私はフリーランスとして独立してから、あえて効率という定規を捨てて仕事をすることにしています。ビジネスの現場では、最短距離で正解に辿り着くことが正義とされますが、本当に革新的なアイデアや堅牢なシステムは、往々にして寄り道や無駄と思われる試行錯誤の果てに生まれます。コードを書く手を止めて、窓の外の風の音に耳を澄ませたり、古い石畳の道を歩いて足の裏に伝わる感触を確かめたりすること。そうした身体的な実感が、実はデジタルの世界に命を吹き込むための最も重要な編集作業になるのです。私たちが検索サイトという神託に頼り、自分自身の直感というセンサーを錆び付かせてしまったとき、生み出される成果物は体温を失った冷たいデータの塊に成り下がってしまいます。

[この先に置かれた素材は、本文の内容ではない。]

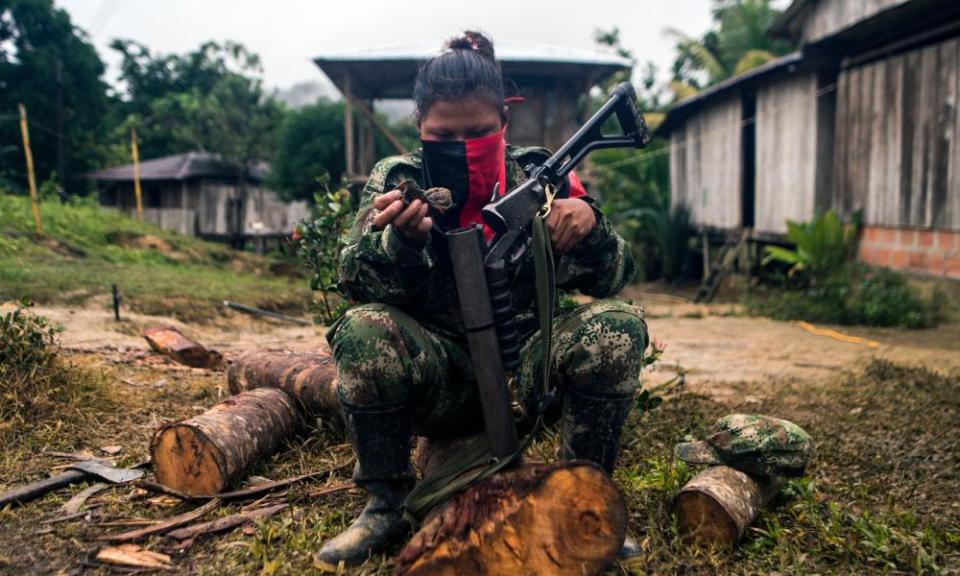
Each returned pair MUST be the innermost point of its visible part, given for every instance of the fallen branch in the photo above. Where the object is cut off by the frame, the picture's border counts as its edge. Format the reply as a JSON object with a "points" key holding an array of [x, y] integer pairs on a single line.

エンジニアの皆さんが深夜まで画面と向き合い、格闘し続けているその時間は、単なる労働ではなく、不確実な世界を必死に繋ぎ止めようとする現代の祭祀に他なりません。
情報の海を編集する立場から言えば、完璧に整えられた美しいプログラムよりも、書き手の迷いや、どうしても捨てきれなかった「いい加減」な余白が滲み出ているような成果物に強く惹かれます。それは、効率化という名のローラーで平坦に均された世界において、人間が人間であることの最後の証明だからです。もしあなたが今、解決できない不具合に心を痛めているのなら、それを論理の敗北と捉えるのではなく、未知なる存在との対話だと考えてみてください。お湯を注ぐ瞬間の香りに集中し、最後の一滴が落ちるのを待つように、答えの出ない問いをそのまま抱え続ける勇気を持つこと。その静かな空白の時間こそが、あなたの知性をより深く、強靭なものへと変えていくはずです。次にあなたがキーボードを叩くとき、それは単なる文字の入力ではなく、未来をより豊かに編集するための、たった一つの神聖な儀式になるのですから。